On May 22, 2023, the California Supreme Court issued a unanimous decision expanding employee whistleblower protection. In People ex rel. Garcia-Brower v. Kolla’s Inc., the Court held that the definition of the term “disclosure” in California Labor Code section 1102.5 includes reporting of a violation of a state or federal statute, or a violation of or noncompliance with a local, state, or federal rule or regulation to an employer, even if the employer already knows of the violation.
Is This Really “Whistleblowing”?
Now, after this decision, employees can effectively protect themselves from termination by making a report about some alleged wrongdoing or non-compliance that has already been reported. Is that even “whistleblowing” when the “whistle” has already been “blown”? It is now, so employers should be aware of this new decision and adjust their HR response to protect themselves.
What Should Employers Do Now?
Now, more than ever, employers need to have a system in place for employee reporting. Documentation is an employer’s best defense.

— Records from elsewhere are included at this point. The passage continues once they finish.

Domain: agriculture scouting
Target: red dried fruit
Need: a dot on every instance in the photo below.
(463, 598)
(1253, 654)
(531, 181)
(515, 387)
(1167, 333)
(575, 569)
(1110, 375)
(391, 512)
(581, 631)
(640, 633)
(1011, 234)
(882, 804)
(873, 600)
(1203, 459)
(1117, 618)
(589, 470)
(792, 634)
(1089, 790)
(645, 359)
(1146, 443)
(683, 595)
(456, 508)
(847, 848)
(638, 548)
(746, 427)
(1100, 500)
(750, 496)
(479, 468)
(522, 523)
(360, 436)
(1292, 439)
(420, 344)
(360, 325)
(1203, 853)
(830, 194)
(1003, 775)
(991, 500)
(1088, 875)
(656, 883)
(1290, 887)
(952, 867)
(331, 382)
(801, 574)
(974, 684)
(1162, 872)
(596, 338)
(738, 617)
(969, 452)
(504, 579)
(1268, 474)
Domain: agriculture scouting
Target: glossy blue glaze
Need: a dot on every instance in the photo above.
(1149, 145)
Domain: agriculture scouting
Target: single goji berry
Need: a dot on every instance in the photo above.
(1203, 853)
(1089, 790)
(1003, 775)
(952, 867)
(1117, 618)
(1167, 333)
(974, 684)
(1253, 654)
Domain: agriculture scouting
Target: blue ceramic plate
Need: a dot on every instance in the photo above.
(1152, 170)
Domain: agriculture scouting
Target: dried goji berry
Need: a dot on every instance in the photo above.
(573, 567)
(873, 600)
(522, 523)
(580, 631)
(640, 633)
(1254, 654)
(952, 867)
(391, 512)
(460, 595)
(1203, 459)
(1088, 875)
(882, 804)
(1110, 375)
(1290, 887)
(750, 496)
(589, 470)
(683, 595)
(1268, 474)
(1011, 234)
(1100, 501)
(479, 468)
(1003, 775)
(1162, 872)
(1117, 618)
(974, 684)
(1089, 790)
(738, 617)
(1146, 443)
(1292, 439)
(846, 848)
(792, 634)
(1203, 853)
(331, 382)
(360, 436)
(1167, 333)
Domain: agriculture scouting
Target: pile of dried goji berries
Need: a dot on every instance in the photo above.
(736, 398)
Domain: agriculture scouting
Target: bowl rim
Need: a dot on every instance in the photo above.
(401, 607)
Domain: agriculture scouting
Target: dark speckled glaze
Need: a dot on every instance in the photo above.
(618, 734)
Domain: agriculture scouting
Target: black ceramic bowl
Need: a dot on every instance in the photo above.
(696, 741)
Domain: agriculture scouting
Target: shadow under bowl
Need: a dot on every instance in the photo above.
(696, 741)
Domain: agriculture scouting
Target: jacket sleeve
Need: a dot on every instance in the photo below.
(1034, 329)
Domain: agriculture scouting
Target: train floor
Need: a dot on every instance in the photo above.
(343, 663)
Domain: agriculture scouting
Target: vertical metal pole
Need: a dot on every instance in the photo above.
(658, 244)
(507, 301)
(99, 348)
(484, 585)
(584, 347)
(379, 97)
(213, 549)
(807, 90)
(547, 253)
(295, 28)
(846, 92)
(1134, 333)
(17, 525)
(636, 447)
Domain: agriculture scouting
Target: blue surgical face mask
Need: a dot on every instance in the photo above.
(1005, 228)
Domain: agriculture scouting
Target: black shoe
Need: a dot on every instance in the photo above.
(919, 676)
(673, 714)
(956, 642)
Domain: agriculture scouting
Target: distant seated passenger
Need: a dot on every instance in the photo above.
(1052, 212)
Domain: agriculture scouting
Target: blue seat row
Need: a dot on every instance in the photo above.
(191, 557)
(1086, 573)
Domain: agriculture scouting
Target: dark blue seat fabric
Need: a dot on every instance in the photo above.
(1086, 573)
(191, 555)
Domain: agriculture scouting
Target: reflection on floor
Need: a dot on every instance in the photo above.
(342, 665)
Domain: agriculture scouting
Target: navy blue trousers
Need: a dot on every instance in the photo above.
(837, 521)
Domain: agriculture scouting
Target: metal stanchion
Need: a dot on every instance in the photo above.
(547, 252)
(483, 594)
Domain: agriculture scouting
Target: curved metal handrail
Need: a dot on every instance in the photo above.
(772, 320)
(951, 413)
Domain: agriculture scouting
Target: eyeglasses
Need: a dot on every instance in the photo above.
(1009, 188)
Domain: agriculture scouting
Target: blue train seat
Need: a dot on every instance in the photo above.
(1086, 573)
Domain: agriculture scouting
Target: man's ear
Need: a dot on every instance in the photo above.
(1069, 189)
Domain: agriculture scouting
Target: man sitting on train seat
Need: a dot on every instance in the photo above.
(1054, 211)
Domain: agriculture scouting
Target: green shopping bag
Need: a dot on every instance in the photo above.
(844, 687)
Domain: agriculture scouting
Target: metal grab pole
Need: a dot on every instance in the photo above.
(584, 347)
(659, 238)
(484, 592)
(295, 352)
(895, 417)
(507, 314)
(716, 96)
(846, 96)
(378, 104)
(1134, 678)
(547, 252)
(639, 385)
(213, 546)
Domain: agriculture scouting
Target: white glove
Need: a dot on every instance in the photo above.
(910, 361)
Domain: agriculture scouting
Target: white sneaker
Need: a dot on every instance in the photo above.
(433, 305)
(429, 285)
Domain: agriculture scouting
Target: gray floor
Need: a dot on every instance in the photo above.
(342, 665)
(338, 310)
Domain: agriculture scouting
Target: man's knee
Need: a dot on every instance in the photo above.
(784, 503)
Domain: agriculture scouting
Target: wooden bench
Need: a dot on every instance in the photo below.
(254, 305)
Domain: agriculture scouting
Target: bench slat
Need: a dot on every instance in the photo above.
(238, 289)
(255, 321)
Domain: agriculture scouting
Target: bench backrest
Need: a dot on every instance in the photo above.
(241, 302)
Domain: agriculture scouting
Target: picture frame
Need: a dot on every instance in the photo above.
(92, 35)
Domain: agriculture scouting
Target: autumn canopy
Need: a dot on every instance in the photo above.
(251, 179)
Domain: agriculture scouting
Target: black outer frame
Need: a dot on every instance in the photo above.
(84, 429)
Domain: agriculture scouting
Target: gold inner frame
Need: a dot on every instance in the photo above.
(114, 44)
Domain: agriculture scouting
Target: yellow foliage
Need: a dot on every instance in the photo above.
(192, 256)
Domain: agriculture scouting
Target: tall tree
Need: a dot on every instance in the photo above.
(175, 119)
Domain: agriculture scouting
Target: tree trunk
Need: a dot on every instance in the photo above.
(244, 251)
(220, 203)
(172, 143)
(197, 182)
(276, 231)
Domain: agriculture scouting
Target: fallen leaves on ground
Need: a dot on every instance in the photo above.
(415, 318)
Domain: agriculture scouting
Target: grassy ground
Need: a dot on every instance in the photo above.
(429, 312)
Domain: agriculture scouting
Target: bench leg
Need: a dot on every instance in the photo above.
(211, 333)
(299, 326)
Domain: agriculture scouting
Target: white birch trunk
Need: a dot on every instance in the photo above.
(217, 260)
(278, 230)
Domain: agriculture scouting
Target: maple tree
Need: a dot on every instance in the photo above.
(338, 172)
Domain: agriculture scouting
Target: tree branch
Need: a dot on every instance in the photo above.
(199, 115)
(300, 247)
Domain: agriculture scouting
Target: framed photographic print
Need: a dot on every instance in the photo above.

Employers should make sure that all managers take seriously all employee reports or complaints about the violation of a state or federal statute, or about the violation of or noncompliance with a local, state, or federal rule or regulation. Managers should relay those reports/complaints to HR immediately. HR should then conduct an investigation in an expedient and thorough manner, and keep the complainant informed during the investigation process. After the findings of the investigation are complete, the employer should take immediate and appropriate action to remedy the violation. Every step of the investigation should also be thoroughly documented, so that there is a record of the employer taking the employee report/complaint seriously. By doing this, if the employer is later confronted with a retaliation claim, the employer can show that it took the employee’s complaints seriously.
Documenting employee performance is just as important as documenting employee complaints. Why? Because that documentation will make clear that the employee is being disciplined for the legitimate performance issue explained in the documentation – and not because the employee came forward with a complaint. Managers should also be trained to check with HR before taking any adverse action against an employee to make sure that the employee has not recently reported any issues or complaints. If an employer is faced with a retaliation complaint, the employer will be able to point to the documented performance issues as a defense to the adverse employment action. Otherwise, the employee could argue that the adverse action was in retaliation for having made those complaints.
Most importantly, the employer will want to have clear, documented anti-retaliation policies. These policies should be in a location that is easily accessible to all employees, such as in an employee handbook, or posted on an intranet. Reiterating these policies to an employee who reports/complains is an effective way to show the employee that the employer takes his/her/their report or complaint seriously and will not retaliate.